Two years of Ukrainian independence have taken a severe toll on Crimea and radicalized its politics. Nikolay Meshkov, the candidate who would reunite Crimea with Russia, received 38% of the vote in the first round. His chief opponent, who favors continuing union with Ukraine, got only 17%. Another 30% was divided among candidates who support some one form or another of distancing from Kiev.
If Meshkov is elected the first president of Crimea and follows through on his declaration to rejoin Russia, the threat of disintegration of Ukraine will be real and immediate. Even if a more moderate candidate prevails, the elections will have shown that the post-independence political consensus in Ukraine has fallen victim to hyperinflation and tardy reform, as well as to regionalism and nationalism.

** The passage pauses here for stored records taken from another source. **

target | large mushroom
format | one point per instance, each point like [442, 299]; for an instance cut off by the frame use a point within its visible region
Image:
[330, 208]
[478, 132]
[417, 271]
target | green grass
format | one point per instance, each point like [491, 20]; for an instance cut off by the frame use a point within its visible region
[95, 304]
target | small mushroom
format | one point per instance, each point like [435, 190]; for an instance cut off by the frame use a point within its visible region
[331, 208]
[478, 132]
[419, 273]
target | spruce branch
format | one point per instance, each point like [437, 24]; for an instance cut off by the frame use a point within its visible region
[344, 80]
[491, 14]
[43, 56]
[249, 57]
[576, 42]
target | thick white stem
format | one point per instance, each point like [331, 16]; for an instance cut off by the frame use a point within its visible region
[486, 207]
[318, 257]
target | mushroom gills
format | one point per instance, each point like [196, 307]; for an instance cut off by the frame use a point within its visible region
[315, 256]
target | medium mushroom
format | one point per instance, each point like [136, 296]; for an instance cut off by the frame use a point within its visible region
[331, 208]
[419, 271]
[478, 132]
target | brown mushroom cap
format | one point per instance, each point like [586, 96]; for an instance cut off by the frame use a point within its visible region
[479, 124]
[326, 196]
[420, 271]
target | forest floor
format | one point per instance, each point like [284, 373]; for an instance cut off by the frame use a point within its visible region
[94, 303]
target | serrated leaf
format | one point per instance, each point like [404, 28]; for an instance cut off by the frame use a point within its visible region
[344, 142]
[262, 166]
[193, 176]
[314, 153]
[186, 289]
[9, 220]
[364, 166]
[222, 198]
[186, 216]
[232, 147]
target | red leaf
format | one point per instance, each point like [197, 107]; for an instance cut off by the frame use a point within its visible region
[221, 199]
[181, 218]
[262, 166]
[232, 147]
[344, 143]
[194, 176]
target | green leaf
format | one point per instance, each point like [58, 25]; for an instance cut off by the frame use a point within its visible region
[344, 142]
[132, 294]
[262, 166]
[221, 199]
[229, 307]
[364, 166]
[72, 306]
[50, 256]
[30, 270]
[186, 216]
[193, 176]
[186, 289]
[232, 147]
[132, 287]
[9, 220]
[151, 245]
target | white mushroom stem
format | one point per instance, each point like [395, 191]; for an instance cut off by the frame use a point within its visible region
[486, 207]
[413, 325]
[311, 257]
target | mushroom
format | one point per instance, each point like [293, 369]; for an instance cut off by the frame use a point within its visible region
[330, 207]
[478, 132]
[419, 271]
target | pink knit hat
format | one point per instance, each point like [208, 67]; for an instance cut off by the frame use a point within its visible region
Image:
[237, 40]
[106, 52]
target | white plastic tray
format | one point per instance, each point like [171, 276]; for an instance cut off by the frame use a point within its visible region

U.S. policy-makers face some tough choices if Crimea moves to secede. Kiev has few options other than the use of force to preserve the union--a prospect that would almost certainly lead to escalation and some form of Russian intervention in the conflict. The recently concluded U.S.-Ukrainian-Russian agreement on nuclear weapons deployed in Ukraine would be the first, though least important, victim. More important victims include the pace of Russia's reforms, which is already slow, and chances for the survival of an independent Ukraine.